April 14, 2022
Unlocking the Bounty
By Andy Davey
A few years ago, when I asked the leader of nonprofit where he turns to solve programs and get help strategizing, he said “there’s a bounty of knowledge locked up in other executive director’s heads.” The comment came during a research interview conducted in the pre-pandemic bliss of hanging out in a coffee shop and engaging in deep conversation face-to-face.
The conversation was part of a larger research effort designed to understand how nonprofits build their organizational capacity to better carry out their missions. The research was a joint project of Madison Community Foundation (MCF) and UW-Madison Extension Dane County and involved staff and board members from more than 70 local organizations. You can learn more about the project and find our full findings published in the report, Toward a Stronger Nonprofit Sector.
The questions we wanted to answer were, beyond maintaining day-to-day operations, how do organizations
- Refine their core strategies?
- Develop the skills and deepen the knowledge of their staff?
- Adopt innovative new methods or technologies? Build coalitions with other organizations to bring about broader social change?
More funding is certainly part of the answer to these questions but so are crucial resources that are not always as obvious, including easy access to relevant information, outside experts and wise advisors, and vibrant professional networks.
These are the kinds of resources that help sustain a thriving nonprofit ecosystem, which is an essential pillar of our society and economy. In Wisconsin, 12% of the workforce is employed at nonprofit organizations. In Dane County there are more than 3,000 501(c)3 nonprofit public charities bringing in more than $5 billion of revenue each year to carry out their work. Moreover, the nonprofit sector is a rich font of energy and creativity for tackling critical challenges from racial opportunity gaps in education and the arts, to water pollution, to lack of affordable housing, to addressing public health crises.
Despite the size and the importance of the sector here in Dane County, my research collaborator Sharon Lezberg and I discovered that nonprofit capacity building resources are still lacking. In terms of the information and wisdom “locked up” in others’ heads, why aren’t leaders just talking to each other more?
Well, some already are, quite a bit. But these opportunities aren’t necessarily equitably available to all. As several research participants told us, networks between nonprofit leaders can sometimes be “secret” and insular and operate like exclusive “clubs.”
Nonprofits can also be wary of sharing insights with other organizations with whom they are competing for funding. Moreover, while executive directors might have relationships with their counterparts, program managers and front-line staff often have fewer if any opportunities to regularly connect and learn from their peers at other organizations.
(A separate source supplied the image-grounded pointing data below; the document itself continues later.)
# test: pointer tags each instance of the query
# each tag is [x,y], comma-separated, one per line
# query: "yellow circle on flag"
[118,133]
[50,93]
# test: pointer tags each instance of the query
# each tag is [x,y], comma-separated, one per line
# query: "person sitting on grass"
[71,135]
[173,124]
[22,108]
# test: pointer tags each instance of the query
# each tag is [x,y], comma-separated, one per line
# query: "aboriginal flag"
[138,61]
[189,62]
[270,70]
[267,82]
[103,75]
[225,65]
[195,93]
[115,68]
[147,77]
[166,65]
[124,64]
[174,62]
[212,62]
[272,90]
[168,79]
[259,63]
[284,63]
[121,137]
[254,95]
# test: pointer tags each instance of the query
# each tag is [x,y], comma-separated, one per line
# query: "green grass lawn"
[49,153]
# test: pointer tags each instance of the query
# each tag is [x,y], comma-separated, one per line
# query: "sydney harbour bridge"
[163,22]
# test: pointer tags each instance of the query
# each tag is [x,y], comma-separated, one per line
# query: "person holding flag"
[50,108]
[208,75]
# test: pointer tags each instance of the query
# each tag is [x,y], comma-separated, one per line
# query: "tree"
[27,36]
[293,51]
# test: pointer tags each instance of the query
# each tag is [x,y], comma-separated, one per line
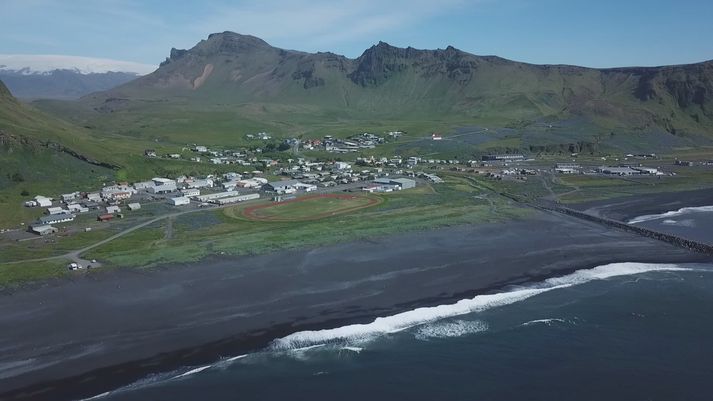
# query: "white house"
[342,166]
[70,196]
[163,185]
[179,201]
[43,201]
[189,192]
[77,208]
[56,210]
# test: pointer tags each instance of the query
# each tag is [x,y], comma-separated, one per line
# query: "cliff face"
[402,82]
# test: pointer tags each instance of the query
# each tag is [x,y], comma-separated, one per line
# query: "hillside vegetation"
[229,84]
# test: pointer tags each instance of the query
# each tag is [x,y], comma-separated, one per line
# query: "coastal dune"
[82,337]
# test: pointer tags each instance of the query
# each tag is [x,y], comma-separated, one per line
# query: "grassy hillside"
[229,85]
[40,154]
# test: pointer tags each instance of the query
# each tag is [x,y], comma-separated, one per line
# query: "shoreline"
[626,208]
[310,289]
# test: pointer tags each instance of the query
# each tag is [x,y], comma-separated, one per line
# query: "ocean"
[695,223]
[624,331]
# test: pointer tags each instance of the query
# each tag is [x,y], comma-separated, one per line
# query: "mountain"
[41,154]
[64,77]
[230,83]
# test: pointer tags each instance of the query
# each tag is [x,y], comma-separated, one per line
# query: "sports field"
[310,207]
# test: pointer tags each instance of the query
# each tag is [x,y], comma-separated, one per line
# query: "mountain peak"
[229,37]
[4,92]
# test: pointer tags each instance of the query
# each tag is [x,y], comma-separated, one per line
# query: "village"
[284,176]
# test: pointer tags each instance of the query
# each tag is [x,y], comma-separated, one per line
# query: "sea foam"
[416,317]
[672,213]
[447,329]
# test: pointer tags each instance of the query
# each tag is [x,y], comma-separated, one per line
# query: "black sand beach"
[625,209]
[83,337]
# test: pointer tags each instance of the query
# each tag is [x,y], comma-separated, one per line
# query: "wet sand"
[626,208]
[83,337]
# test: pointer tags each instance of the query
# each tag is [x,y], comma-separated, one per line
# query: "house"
[56,210]
[305,187]
[179,201]
[55,218]
[504,157]
[43,201]
[214,196]
[163,185]
[566,170]
[617,170]
[43,229]
[189,192]
[117,192]
[251,183]
[284,186]
[647,170]
[144,185]
[69,197]
[105,217]
[234,199]
[94,197]
[77,208]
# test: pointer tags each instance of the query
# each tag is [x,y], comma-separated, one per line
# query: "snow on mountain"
[45,64]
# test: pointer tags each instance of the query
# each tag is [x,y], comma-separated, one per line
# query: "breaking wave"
[548,322]
[429,321]
[457,328]
[672,213]
[402,321]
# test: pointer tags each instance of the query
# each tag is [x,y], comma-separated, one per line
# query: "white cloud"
[85,65]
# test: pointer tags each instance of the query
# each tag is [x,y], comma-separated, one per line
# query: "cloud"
[85,65]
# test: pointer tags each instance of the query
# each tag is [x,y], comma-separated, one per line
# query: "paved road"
[75,256]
These dynamics also can exacerbate broader inequities, especially along lines of race, including the extraction of information or community connections. As one person summed up bluntly, “Many women and men of color are being used and abused in nonprofit industries.” Fortunately, funders and educational institutions – like MCF and UW-Madison Extension Dane County – can play an important role in countering some of these problematic trends within the nonprofit ecosystem. One way is to make professional development opportunities more accessible and affordable.
This past fall, Sharon Lezberg and her colleagues at Extension launched a four-month peer learning course designed for organizations that “prioritize social, economic, and environmental justice,” with a nominal participation fee of $25. Course content was partly determined by participants’ most pressing interests, and involved considerable learning not only from each other but also from several veteran nonprofit leaders of color who visited the course.
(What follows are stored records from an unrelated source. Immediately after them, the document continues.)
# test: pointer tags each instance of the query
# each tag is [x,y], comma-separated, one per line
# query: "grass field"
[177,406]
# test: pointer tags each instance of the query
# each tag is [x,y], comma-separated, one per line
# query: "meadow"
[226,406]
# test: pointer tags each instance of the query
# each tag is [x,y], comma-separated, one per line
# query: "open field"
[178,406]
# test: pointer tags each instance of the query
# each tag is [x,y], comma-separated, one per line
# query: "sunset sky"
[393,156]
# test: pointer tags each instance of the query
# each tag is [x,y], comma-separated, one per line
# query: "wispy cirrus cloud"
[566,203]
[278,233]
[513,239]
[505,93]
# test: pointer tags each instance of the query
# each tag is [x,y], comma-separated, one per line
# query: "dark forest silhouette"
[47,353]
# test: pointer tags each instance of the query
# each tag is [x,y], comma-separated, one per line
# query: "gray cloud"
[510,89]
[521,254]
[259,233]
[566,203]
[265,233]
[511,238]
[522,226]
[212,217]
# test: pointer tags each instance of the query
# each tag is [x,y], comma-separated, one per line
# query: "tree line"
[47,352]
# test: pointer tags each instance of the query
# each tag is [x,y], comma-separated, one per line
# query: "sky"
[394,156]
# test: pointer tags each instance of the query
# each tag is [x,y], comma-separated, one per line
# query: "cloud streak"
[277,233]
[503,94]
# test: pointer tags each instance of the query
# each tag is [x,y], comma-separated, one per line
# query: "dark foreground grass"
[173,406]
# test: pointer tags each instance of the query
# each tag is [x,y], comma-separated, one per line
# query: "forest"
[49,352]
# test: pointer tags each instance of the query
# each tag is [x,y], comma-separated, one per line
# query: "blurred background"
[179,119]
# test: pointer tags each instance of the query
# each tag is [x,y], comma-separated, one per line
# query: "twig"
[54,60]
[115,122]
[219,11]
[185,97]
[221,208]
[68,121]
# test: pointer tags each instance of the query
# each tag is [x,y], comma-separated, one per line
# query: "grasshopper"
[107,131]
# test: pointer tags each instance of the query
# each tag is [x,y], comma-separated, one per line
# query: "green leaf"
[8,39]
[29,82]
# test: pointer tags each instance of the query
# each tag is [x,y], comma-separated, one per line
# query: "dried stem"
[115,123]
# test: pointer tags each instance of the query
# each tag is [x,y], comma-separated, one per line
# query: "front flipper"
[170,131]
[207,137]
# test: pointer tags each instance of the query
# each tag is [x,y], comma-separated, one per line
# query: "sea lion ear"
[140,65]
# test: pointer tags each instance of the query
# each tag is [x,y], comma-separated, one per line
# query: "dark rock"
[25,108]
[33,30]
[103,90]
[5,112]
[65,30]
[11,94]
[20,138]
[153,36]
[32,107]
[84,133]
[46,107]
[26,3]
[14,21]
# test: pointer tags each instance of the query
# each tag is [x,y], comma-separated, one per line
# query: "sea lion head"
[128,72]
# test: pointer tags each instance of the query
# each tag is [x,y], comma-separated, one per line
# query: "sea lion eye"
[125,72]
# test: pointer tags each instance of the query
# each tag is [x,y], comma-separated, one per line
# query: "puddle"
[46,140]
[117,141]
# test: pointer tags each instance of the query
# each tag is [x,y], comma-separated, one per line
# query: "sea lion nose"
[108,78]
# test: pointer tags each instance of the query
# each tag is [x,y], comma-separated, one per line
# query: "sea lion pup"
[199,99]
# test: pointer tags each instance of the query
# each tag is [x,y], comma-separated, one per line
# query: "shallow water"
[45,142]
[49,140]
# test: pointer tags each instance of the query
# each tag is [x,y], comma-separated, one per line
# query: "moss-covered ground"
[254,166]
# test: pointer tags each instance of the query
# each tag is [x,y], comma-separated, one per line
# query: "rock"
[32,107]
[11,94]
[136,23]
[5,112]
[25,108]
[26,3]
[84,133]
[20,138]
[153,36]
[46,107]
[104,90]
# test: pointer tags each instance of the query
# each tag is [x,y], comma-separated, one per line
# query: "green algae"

In 2022, MCF is partnering with experienced evaluators at the Wisconsin Center for Education Research to help nonprofits evaluate their work in more meaningful and useful ways. A significant portion of this work will involve a peer learning cohorts. MCF is also learning alongside our nonprofit grantees, working to better evaluate our own work and improve our evaluation processes. You can view two recently held webinars related to this effort now on our website: Culturally Responsive and Equitable Evaluation and Theories of Action and Logic Models.
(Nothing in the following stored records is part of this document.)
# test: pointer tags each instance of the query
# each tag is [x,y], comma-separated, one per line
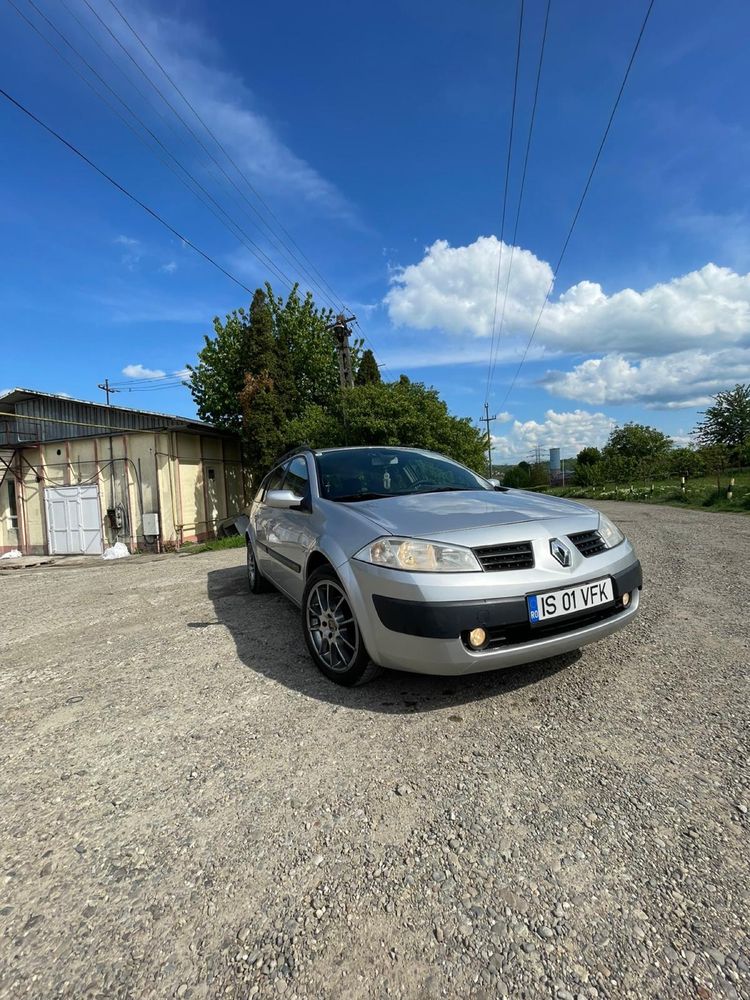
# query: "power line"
[328,293]
[505,192]
[241,173]
[122,190]
[583,196]
[278,243]
[493,363]
[236,230]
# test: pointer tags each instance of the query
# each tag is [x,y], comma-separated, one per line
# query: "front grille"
[515,555]
[588,543]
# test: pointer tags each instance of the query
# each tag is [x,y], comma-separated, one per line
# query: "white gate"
[73,520]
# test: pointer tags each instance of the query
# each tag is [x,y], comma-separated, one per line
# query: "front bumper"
[420,624]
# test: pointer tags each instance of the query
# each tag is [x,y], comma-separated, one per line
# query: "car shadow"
[267,634]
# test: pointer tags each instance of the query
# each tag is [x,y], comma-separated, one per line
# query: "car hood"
[429,514]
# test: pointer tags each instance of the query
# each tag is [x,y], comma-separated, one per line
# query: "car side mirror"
[282,499]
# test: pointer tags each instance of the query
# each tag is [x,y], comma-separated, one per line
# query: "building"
[75,477]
MCF is also working on building an online resource library for nonprofits that will make access to information more readily available to anyone in our community about local opportunities for professional development, hiring a consultant, foundation grants. It also will include sample fundraising materials used by nonprofits here in Dane County. More info to come about this project later this year.
While there’s much more work to be done, and fostering equitable and sustainable information sharing will be a perennial project, we’re excited to be part of helping to unlock the knowledge and wisdom of many of our talented and generous nonprofit leaders and workers.